Dans le cadre du débat qui a suivi ces déclarations, une experte a attiré l’attention sur l’expérience des organisations de la société civile, qui constitue un bon indicateur pour ce qui a trait à la participation des femmes. Elle a en outre affirmé qu’il fallait réfléchir à l’extension des quotas de représentation des femmes au niveau local, notamment dans les pays les moins développés. Une autre experte s’est enquise d’exemples d’autres solutions que les quotas pour atteindre l’égalité entre les sexes.

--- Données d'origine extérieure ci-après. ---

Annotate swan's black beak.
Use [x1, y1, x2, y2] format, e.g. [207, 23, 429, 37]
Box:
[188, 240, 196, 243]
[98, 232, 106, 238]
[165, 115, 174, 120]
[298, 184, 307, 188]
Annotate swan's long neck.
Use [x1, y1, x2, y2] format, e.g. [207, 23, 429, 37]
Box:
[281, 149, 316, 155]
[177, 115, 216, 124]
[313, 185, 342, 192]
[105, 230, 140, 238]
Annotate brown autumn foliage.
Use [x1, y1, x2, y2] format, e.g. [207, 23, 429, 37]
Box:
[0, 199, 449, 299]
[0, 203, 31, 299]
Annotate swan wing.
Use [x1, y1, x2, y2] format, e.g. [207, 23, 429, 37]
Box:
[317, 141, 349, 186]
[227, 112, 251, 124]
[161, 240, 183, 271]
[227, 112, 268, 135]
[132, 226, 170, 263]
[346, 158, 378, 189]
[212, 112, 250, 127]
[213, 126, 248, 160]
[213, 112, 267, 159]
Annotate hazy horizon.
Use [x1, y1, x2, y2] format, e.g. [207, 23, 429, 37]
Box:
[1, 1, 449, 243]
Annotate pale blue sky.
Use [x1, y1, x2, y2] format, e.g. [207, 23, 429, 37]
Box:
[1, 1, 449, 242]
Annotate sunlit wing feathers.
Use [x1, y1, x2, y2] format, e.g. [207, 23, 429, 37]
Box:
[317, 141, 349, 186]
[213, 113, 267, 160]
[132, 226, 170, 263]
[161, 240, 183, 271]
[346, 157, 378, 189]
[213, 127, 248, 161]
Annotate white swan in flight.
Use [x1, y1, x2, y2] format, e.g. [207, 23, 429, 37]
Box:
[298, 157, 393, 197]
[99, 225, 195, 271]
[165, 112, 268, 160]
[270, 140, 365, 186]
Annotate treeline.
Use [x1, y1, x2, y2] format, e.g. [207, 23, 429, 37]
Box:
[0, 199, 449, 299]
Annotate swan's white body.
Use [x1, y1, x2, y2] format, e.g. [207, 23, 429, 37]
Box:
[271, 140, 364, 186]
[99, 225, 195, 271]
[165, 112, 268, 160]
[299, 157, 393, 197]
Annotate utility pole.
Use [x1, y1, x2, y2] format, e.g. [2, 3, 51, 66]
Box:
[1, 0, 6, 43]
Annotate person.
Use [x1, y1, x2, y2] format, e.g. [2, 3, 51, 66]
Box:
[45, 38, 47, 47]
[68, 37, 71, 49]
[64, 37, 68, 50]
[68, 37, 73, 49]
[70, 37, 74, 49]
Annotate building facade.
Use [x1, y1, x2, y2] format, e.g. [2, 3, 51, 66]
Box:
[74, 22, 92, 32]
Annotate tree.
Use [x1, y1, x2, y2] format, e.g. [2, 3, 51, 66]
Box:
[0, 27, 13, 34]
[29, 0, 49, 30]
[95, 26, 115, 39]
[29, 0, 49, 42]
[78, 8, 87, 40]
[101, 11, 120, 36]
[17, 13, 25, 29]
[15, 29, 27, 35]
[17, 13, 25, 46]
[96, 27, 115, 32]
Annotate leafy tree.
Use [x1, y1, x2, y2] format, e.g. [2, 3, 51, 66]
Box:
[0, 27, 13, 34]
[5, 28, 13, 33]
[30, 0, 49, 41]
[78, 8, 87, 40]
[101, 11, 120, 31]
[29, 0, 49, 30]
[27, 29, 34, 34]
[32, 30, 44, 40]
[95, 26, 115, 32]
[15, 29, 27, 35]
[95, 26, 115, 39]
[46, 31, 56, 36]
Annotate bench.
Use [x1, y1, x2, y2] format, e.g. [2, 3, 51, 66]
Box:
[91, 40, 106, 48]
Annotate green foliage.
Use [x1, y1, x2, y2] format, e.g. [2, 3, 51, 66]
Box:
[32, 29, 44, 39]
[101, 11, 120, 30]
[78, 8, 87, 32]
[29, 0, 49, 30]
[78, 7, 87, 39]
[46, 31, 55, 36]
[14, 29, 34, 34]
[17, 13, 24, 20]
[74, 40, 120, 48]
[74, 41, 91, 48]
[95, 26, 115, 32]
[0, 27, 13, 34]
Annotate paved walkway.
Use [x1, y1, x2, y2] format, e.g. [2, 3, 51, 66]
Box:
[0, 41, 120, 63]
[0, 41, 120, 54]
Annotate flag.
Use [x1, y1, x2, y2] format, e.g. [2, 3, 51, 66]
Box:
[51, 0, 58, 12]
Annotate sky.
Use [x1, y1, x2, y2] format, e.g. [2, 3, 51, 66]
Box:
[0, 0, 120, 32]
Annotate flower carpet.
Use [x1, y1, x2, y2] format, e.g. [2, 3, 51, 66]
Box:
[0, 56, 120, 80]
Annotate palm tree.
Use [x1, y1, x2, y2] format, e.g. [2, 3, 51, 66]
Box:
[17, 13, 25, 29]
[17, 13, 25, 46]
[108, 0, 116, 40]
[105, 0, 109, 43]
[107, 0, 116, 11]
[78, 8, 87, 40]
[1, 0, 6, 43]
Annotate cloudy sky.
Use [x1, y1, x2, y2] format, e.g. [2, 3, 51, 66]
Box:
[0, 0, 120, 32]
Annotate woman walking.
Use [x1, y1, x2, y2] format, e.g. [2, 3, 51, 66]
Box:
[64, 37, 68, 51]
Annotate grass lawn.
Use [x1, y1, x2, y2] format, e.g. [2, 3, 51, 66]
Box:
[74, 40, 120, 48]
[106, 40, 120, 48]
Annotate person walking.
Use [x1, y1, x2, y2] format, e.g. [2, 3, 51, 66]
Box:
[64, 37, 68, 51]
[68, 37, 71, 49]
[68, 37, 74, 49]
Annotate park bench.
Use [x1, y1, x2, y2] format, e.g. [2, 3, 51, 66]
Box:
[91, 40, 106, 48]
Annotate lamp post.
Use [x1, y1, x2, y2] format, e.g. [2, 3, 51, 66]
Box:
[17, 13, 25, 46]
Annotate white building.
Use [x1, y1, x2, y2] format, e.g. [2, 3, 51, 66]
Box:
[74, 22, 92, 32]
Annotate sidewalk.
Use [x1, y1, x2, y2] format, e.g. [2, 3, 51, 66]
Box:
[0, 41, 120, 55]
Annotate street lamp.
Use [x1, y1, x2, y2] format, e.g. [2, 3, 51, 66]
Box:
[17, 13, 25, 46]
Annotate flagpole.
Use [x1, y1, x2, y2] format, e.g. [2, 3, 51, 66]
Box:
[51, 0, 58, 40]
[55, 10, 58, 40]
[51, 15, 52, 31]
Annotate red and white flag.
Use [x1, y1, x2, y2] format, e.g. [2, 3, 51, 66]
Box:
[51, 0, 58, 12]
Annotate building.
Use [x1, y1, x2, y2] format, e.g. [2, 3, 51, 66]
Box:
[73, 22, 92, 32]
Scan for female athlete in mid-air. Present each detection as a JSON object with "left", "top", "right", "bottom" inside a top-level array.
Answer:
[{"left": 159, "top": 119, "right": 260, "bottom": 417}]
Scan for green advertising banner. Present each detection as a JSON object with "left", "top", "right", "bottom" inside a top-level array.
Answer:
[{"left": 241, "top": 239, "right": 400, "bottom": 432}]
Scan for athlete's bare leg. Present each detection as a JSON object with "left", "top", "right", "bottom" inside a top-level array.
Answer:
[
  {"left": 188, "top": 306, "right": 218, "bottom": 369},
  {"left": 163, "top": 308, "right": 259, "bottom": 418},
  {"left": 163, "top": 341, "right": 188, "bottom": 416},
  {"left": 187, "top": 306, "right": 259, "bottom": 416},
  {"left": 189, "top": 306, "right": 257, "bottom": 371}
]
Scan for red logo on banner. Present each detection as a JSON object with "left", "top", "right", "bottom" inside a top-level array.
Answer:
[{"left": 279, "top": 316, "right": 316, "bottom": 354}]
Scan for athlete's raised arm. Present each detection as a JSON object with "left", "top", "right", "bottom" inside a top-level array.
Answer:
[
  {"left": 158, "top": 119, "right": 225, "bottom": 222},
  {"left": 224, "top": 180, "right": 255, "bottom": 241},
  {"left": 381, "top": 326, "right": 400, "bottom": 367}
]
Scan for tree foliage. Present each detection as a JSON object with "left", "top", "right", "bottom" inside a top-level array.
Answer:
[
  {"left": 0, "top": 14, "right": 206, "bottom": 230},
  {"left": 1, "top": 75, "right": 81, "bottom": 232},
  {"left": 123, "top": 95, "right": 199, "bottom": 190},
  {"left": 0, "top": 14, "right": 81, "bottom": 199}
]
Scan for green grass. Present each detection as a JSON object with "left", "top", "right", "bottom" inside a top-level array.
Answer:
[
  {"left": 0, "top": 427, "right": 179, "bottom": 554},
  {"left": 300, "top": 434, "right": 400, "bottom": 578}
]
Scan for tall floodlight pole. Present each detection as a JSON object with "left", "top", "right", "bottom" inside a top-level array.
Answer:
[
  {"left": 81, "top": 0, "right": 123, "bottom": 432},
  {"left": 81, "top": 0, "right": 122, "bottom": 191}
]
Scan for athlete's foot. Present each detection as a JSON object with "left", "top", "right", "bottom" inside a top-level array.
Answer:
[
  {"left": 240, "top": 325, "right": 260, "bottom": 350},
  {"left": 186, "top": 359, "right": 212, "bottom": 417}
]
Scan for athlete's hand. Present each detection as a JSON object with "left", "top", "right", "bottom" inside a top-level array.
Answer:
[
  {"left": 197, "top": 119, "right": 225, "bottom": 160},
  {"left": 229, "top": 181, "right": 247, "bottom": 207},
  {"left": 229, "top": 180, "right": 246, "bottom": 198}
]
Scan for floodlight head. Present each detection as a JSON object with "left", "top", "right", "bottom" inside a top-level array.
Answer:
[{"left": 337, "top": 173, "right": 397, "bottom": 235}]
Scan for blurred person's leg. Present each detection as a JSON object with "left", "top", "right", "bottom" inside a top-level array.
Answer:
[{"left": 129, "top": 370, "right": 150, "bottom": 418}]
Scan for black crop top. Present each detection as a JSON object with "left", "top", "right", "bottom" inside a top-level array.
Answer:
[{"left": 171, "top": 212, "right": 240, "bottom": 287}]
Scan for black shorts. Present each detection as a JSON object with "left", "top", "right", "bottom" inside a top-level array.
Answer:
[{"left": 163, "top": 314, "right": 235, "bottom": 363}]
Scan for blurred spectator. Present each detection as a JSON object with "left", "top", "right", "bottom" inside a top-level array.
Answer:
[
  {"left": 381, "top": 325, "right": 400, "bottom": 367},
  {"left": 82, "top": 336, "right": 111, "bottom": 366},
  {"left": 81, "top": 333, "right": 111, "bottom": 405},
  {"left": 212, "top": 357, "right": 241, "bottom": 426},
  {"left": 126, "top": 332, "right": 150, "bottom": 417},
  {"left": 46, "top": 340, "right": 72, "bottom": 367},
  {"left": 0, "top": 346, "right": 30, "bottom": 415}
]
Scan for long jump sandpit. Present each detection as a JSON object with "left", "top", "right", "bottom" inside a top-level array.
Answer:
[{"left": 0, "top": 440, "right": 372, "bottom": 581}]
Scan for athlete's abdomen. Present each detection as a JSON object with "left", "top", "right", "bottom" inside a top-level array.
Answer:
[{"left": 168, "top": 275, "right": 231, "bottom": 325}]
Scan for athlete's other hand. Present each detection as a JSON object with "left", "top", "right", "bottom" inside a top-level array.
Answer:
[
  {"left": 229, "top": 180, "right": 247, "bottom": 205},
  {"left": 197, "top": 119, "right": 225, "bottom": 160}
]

En réponse à ces questions, Mme McCarney a déclaré qu’il fallait valider l’expérience et les compétences des ONG et les transférer dans les domaines public et privé. Elle a ajouté qu’elle croyait fermement aux mesures temporaires spéciales pour accélérer le changement. Les expériences dans le secteur public jouent un rôle essentiel et doivent être encouragées par les gouvernements afin qu’elles puissent ensuite être transposées dans le secteur privé, a-t-elle indiqué.
M. Chungong a lui aussi affirmé que les mesures temporaires spéciales étaient indispensables ; il a toutefois insisté sur la nécessité d’inciter les parlements à revoir toutes les dispositions législatives qui entravent la participation des femmes, y compris à la prise de décisions.
Mme Ameline a affirmé qu’il fallait avoir pour horizon 2030 pour asseoir l’égalité entre les sexes. Elle a ajouté que le Comité dont elle est membre démontre tous les jours sa capacité à soutenir les États.